Por José Manoel Ferreira Gonçalves
Engenheiro, advogado e jornalista
A População como Refém
A saúde do brasileiro tornou-se o prêmio em uma disputa de poder. De um lado, a indústria do ensino privado utiliza os tribunais para expandir seus lucros com a abertura a qualquer custo de novos cursos de medicina. Do outro, o Conselho Federal de Medicina (CFM) trava uma batalha ferrenha contra essa expansão, sob o pretexto de zelar pela qualidade. Contudo, essa defesa mascara o real interesse em manter uma restrita reserva de mercado, garantindo a alta rentabilidade dos profissionais já estabelecidos. Nesse fogo cruzado de interesses, a população, que não para de crescer, que precisa de mais médicos e de boa formação, acaba como a principal vítima.

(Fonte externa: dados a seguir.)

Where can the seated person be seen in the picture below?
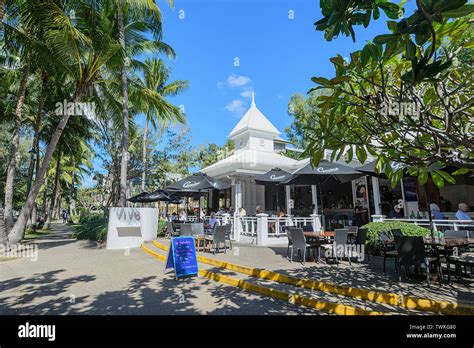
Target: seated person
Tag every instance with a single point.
(436, 212)
(212, 221)
(272, 225)
(396, 213)
(183, 217)
(174, 217)
(461, 214)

A Cortina de Fumaça da Qualidade
O campo de batalha escolhido para essa guerra é o Judiciário. Nos últimos meses, mais de 3.500 vagas foram criadas por força de liminares, ignorando as diretrizes da Lei do Mais Médicos, que visava interiorizar a formação médica. O CFM argumenta publicamente que a proliferação de escolas sem infraestrutura adequada, como leitos do SUS para treinamento, compromete o futuro da profissão. Embora a preocupação com a qualidade seja legítima, a entidade luta com o mesmo ímpeto para impedir a abertura de cursos até mesmo em centros que cumprem os requisitos. Assim, a Judicialização do ensino médico avança, alimentada por instituições que buscam o lucro e por um conselho que, ao dificultar a entrada de novos profissionais, protege os seus.

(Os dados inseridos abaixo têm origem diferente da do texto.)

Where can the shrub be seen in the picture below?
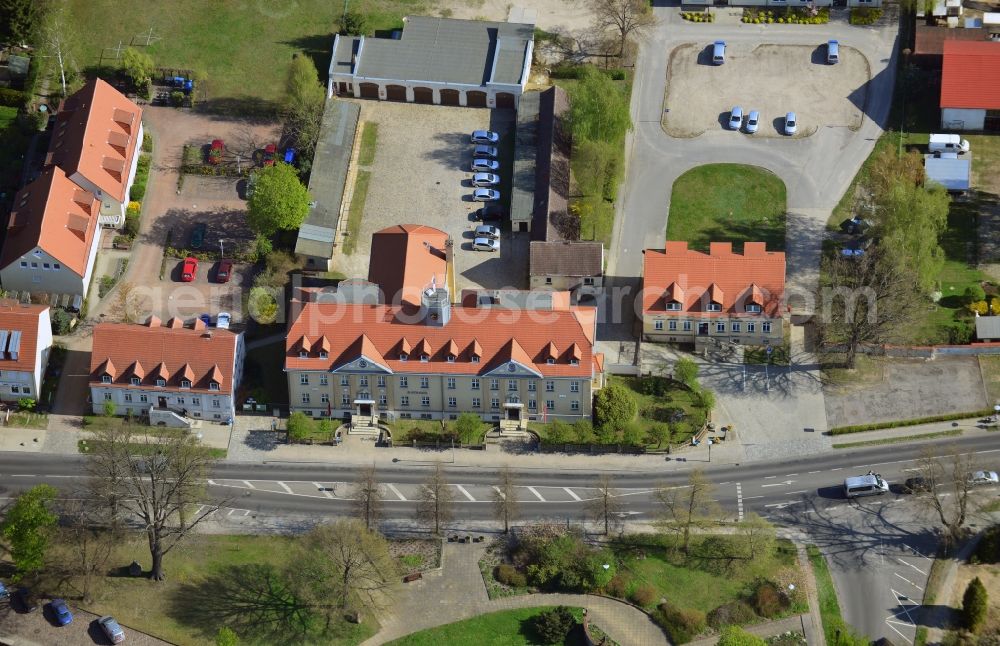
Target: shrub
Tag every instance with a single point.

Disputa de Lobbies e a Judicialização do ensino médico
Nesse cenário, a discussão sobre a qualidade da formação, embora fundamental, serve também como uma conveniente cortina de fumaça. Enquanto as faculdades acusam o MEC de lentidão para justificar suas ações na Justiça, o CFM investe em um forte lobby para barrar qualquer flexibilização. O resultado é um impasse onde os dois lados se acusam, mas cujas ações convergem para um ponto em comum: a defesa de seus próprios interesses corporativos e financeiros. A Judicialização do ensino médico tornou-se, portanto, a principal ferramenta nessa disputa, onde o bem-estar social e a necessidade de mais profissionais em áreas remotas ficam em segundo plano. O cidadão comum assiste passivamente, refém de um sistema que parece mais preocupado com cifras e poder do que com vidas.

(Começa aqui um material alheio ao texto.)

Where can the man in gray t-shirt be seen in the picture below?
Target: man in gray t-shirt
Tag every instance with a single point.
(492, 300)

Para Além da Guerra de Vaidades
A solução para o caos no ensino médico não virá da vitória de um dos lados, mas sim do resgate do interesse público como prioridade. Não se pode aceitar a criação de “escolas de papel” que visam apenas o lucro, tampouco se pode admitir que a defesa da qualidade sirva de pretexto para criar uma casta de profissionais supervalorizados pela escassez. É fundamental que o Estado, por meio do MEC e com o respaldo do Judiciário, assuma seu papel regulador com firmeza, estabelecendo critérios técnicos e transparentes que não possam ser manipulados por nenhum dos lobbies. Enquanto a medicina for tratada como um mercado e não como um direito, a saúde da população continuará em risco.
*José Manoel é pós-doutor em Engenharia, jornalista, escritor e advogado, com uma destacada trajetória na defesa de áreas cruciais como transporte, sustentabilidade, habitação, educação, saúde, assistência social, meio ambiente e segurança pública. Ele é o fundador e presidente da FerroFrente e da Associação Água Viva. Em 2018, fundou e passou a coordenar o Movimento Engenheiros pela Democracia (EPD), criado a partir da convicção de que a engenharia, como base material do desenvolvimento nacional, deve estar a serviço da democracia, da ética e da justiça social.
Declaração de Fontes: As informações contidas neste artigo foram obtidas a partir de dados públicos do Supremo Tribunal Federal (STF), do Ministério da Educação (MEC), de posicionamentos públicos do Conselho Federal de Medicina (CFM) e de reportagens da imprensa nacional que analisam o conflito de interesses na área.